Postdoctoral Position in Machine Learning at INRIA Lille – Team SequeL

Applications are invited for a Postdoctoral position on the general area of “Sequential Decision-making in Online Marketing” at INRIA Lille – Team SequeL. Below is the detail of this call.

Title: Sequential Decision-making in Online Marketing: Optimizing the Lifetime Value of Customers

Keywords: sequential decision-making, reinforcement learning, online marketing and advertising, exploration/exploitation dilemma, bandit algorithms, adaptive resource allocation, regret minimization, optimization

Research Program:

The candidate is expected to conduct research on both theoretical and applied aspects of the problem of “Sequential Decision-making in Online Marketing” and related problems (see the description below), collaborate with researchers and Ph.D. students at INRIA and outside, and publish the results of her/his research in conferences and journals. The candidate will work with Mohammad Ghavamzadeh ( and other researchers at Team SequeL (

With the growth of online marketing, customers visit websites on a regular basis (sometimes daily in the case of banking, e-commerce, and media websites), and at each visit a stream of interactions occurs between the company (promotion, advertisement, email) and a customer (purchase, click on an ad, signing up for a newsletter). This creates many opportunities for a company to reach a customer and make decisions to optimize its objective function (revenue, customer satisfaction, etc.). Today, these marketing decisions are mainly made in a myopic way (mainly using contextual bandit algorithms) without taking into account the lifetime value of the customer. This myopic approach assumes that a decision made by the company does not affect the customer’s future interactions with the company. However, in many applications the sequential nature of the problem is significant (having a long-term relation with customers is important for the company), and thus, myopic decisions have po!
or performance in these problems. This creates an opportunity for reinforcement learning (RL) techniques to play a significant role in this emerging field.

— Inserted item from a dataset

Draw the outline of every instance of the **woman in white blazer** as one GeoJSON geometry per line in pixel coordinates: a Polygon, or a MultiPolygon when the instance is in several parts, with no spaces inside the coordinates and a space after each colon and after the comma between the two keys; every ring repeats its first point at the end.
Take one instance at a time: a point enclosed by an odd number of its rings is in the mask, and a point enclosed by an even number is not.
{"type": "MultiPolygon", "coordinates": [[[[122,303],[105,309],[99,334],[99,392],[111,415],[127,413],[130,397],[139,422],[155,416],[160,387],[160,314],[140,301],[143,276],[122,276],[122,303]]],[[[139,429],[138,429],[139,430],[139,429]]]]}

The objective of this research program is to answer fundamental questions related to the use of myopic (contextual bandit algorithms) and non-myopic (sequential decision-making and RL algorithms) decision-making methods in the growing field of online marketing. Questions such as

– Feature selection and dealing with high dimensional data: discovering the right representation for the problem at hand and dealing with the size and dimensionality of the data are among the most important questions in these applications. The size and dimensionality of the data create difficulties for the standard sequential decision-making algorithms. This is closely related to another growing research direction: sequential decision-making with big data.

– Off-policy evaluation: how to evaluate a policy learned from a batch of historical data generated with a different policy (usually the company’s policy) with minimum interaction with the real-world environment. Running a strategy on the real system can be costly: it usually takes a long time to have a reasonable evaluation of its quality and more importantly is the risk of a big loss in case the strategy is not good.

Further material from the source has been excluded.